Local firefighters are planning to turn their annual Other Fireman’s Ball into a fund-raiser for the families of New York firefighters who lost their lives in last week’s terrorist attack.

"We want to change the focus and have this be a benefit ball for the families of the missing New York firefighters," Doug Harwood, captain of the fire department, said of the Sept. 29 ball at the GLC.

"We all feel like a brotherhood of firefighters and this event has really struck us down."

That’s a sentiment echoed by Whistler’s fire chief Bruce Hall.

"It’s like losing part of your family," he said. "Words can’t express how we feel to be quite honest.

"The pain that New York is feeling is the same pain we are feeling."

It is estimated that scores of firefighters are missing in New York.

Local firefighters are wearing black ribbons on the left shirt pocket of their uniform, crests on vehicles have been blacked out, and flags are flying at half mast.

Local RCMP officers are also mourning fallen comrades.

"We are wearing our police memorial ribbon," said Sgt. Norm McPhail.

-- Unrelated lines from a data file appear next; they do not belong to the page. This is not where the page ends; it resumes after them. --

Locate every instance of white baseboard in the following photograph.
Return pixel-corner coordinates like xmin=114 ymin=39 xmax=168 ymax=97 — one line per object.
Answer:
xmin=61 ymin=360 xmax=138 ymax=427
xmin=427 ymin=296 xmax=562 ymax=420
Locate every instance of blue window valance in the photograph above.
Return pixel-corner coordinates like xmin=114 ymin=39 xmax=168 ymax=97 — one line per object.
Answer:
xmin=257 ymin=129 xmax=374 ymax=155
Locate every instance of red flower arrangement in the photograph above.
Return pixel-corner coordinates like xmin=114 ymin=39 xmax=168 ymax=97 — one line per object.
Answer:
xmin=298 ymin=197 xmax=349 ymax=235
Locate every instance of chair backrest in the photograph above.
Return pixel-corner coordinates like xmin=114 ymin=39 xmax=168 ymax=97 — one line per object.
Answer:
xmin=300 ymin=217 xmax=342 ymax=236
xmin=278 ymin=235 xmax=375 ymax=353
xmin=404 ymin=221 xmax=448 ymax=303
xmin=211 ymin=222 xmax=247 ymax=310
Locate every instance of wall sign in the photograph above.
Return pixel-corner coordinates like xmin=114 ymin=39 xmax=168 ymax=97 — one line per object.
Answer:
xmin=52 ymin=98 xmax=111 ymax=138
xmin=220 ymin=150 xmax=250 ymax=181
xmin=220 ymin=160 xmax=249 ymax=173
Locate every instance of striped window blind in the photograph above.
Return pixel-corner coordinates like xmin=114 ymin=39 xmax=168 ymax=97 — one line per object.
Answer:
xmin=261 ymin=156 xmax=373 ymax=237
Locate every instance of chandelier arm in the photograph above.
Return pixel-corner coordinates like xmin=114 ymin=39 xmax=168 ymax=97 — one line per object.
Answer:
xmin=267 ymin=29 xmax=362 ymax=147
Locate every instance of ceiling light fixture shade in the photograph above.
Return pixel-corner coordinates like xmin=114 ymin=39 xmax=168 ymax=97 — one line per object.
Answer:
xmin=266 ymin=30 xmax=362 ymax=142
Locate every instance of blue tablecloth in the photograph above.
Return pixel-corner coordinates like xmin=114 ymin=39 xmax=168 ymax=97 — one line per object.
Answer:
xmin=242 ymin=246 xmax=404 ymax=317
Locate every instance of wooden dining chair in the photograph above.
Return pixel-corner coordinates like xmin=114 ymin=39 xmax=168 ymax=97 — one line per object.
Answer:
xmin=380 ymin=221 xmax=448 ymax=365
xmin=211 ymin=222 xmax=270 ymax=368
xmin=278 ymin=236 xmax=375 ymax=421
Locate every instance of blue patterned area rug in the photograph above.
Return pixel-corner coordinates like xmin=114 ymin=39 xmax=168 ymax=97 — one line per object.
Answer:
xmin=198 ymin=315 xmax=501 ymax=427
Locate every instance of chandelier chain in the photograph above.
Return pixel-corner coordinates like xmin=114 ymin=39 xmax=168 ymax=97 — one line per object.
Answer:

Whistler officers observed three minutes of silence during the "Day of Mourning" last Friday and members have been talking amongst themselves about the tragedy.

"Everybody is talking about it and you can see the effect reflected in the memorials," said McPhail "There’s ne’er a dry eye."

Local RCMP are sending a photograph and letter of support to their brothers in New York.

As president of the fire chiefs in B.C. and a board member of the national fire chief’s association Hall is part of discussions to set up a Canadian on-line fund-raising effort.

The "911 Fund" is already going strong in America said Hall and the hope is that the Canadian effort can be tagged on to it.

There are also plans to have a local memorial service to coincide with national and international services to honour emergency workers who lost their lives. It’s likely the service won’t be held for some time as firefighters in New York are still concentrating on sifting through 1.2 million tons of rubble and Pompeii-like ash at the scene of the devastating terrorist attack, which covers 16 acres and has left a hole 70 feet deep.

Hall said every firefighter knows the risk of the job. Every firefighter knows what it’s like to feel their way through a smoke filled hallway, lead terrified victims to safety, then take a deep breath and go back in to a world of heat and heartache.

"(The fire fighters in New York) were doing the job they were trained for," said Hall.

"When the bell goes or the pager goes you just never know what it is. You have no idea what you are heading in to. In this case fire fighters were doing what they were trained to do.

"They were running in to rescue people while everyone else was running out."